Deadpool knows marketing – just look at the lead-up to his feature film debut! So it shouldn’t be too surprising to see Wade Wilson and his merry band of mercenaries insert themselves into Marvel’s Inhumans Vs. X-Men event. Just, not in a way you might expect.
Deadpool & The Mercs for Money #7 (Marvel Comics)
Let me just say, I’m not a big Deadpool fan. While I think his costume’s great, I didn’t fall in love with his movie. Aside from Rick Remender’s Uncanny X-Force run, I can’t think of too many times I’ve enjoyed seeing the mutant mercenary in comics. With that said, and the fact that this is my first time reading an issue of Deadpool & The Mercs for Money, I promise to be as objective as possible with my review.
Hopefully, Deadpool himself won’t slash his way out of this comic and come after me.
Why am I reviewing this comic, you’re probably wondering? Well, as an X-Men fan, I need to read anything with an IVX banner. That’s Comics 101 – you must read every tie-in. At least, that’s what publishers want you to believe. Also, from a talent standpoint, it’s written by Cullen Bunn, whose Uncanny X-Men #17 was my favorite book released last week.
So is Deadpool & The Mercs for Money #7 required reading for anyone buying Inhumans Vs. X-Men? I’m sorry to say it isn’t. While some of Bunn and artist Iban Coello’s story is set in the present day, the bulk of the issue takes place in yet another dystopian future. Look, I know Hasbro has action figures to make, but how many times do we need to see dark, alternate versions of the X-Men?
The issue begins five years in the future, with the Mercs on two missions: Protect others from the Terrigen Mists and find Negasonic Teenage Warhead. It’s not long before Deadpool, Domino and the rest of the gang start to battle a group of Inhumans – you know, because it’s an IVX tie-in.
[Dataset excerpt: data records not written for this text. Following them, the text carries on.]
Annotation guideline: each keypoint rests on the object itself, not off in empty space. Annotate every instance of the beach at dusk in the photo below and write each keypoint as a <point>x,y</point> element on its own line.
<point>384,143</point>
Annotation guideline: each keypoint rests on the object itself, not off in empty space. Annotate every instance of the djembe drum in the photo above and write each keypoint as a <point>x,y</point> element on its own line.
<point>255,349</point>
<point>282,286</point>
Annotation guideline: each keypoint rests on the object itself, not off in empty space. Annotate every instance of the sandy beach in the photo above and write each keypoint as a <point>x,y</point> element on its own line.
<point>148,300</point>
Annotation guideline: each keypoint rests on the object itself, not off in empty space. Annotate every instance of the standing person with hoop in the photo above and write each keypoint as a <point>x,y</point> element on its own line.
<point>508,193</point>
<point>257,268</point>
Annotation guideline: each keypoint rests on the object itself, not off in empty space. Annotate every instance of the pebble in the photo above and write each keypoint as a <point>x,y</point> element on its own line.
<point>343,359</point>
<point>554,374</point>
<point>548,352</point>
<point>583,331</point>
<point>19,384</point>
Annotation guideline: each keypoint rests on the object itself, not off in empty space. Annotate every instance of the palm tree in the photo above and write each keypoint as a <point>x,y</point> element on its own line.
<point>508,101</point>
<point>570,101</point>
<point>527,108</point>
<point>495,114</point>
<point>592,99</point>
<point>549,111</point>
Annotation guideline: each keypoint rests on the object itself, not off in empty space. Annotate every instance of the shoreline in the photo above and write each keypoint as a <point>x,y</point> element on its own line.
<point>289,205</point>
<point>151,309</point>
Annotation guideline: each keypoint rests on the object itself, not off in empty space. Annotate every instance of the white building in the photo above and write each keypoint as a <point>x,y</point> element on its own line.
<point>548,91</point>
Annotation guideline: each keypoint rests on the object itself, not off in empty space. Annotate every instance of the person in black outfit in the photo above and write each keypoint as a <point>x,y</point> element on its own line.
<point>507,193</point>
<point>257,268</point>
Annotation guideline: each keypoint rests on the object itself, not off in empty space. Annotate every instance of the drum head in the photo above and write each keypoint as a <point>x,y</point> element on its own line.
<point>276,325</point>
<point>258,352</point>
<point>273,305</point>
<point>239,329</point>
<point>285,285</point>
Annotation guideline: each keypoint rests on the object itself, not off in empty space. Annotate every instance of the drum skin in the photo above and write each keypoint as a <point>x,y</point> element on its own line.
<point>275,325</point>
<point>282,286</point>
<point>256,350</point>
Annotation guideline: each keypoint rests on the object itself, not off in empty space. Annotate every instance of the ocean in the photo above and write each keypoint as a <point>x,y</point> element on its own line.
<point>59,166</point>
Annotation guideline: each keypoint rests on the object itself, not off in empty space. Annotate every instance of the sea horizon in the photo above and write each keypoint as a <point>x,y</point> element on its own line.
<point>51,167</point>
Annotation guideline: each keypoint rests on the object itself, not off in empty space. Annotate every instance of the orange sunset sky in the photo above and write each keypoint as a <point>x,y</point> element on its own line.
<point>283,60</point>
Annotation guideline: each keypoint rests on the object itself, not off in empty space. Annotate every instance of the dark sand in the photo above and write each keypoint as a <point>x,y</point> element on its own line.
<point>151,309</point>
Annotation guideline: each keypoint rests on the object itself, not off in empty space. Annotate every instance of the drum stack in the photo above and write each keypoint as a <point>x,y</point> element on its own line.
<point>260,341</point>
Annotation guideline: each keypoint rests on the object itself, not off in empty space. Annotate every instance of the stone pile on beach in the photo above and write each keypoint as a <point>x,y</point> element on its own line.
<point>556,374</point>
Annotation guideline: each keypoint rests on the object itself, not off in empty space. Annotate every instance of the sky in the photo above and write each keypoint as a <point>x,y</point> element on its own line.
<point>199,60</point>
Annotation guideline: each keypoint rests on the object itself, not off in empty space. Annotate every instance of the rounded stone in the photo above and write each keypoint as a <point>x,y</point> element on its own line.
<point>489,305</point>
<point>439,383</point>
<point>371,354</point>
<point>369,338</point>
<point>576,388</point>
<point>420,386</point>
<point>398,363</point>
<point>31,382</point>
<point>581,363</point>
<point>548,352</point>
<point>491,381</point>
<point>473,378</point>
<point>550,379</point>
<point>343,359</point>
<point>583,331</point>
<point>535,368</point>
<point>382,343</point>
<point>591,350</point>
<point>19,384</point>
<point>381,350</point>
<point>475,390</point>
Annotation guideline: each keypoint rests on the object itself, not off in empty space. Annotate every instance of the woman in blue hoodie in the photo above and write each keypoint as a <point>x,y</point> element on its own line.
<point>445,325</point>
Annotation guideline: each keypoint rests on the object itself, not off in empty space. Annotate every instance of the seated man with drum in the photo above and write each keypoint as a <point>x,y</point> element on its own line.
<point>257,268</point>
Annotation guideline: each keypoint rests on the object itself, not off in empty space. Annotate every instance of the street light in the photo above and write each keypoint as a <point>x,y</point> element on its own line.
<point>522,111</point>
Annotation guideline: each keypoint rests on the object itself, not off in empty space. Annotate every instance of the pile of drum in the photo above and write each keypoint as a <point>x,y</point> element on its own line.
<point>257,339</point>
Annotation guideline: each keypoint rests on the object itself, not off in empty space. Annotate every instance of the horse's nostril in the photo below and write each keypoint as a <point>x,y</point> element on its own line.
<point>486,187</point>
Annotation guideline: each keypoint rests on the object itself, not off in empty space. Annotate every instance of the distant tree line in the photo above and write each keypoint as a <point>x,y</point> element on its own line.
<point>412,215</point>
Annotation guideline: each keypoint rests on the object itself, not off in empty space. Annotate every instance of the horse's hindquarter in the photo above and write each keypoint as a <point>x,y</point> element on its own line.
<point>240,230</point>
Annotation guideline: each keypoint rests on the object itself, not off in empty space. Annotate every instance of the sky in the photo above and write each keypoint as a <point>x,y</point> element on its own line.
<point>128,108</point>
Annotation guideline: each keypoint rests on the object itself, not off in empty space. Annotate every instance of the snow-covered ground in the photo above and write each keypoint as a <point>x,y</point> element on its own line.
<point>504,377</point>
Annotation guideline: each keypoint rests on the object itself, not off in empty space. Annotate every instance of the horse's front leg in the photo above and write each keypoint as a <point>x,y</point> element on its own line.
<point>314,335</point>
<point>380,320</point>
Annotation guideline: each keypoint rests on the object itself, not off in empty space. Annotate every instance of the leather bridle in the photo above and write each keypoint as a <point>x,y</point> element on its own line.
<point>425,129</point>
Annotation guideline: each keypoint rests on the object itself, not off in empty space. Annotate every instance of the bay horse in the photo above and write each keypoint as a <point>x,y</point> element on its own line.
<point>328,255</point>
Part of my problem with Deadpool as a character is his immaturity. Poop jokes never really did it for me, so hearing Deadpool talk about how Hit-Monkey will need to be outfitted with another robotic poop-flinger doesn’t do much for me. Poop and groin jokes aside, Bunn does manage to slip in some good lines here and there, helping characters like Machine Man and Gorilla-Man stand out in Wade’s world.
Fortunately, Coello’s art is nowhere near as offensive as Deadpool’s jokes and is right at home in a comedic superhero book. His smooth pencils reminded me of the work of Paco Medina, who also spent some time illustrating Deadpool’s adventures.
I’m clearly not the target audience for this series, which in my eyes, just continues to overexpose Deadpool, Wolverine-style (and look what happened to him – he’s dead). Storywise, this is the type of event tie-in that really doesn’t need to exist, in my opinion. Deadpool & The Mercs for Money could have continued with their regular adventures without wading into the X-Men’s battle (pun intended) and revisiting the tired, dark-future concept.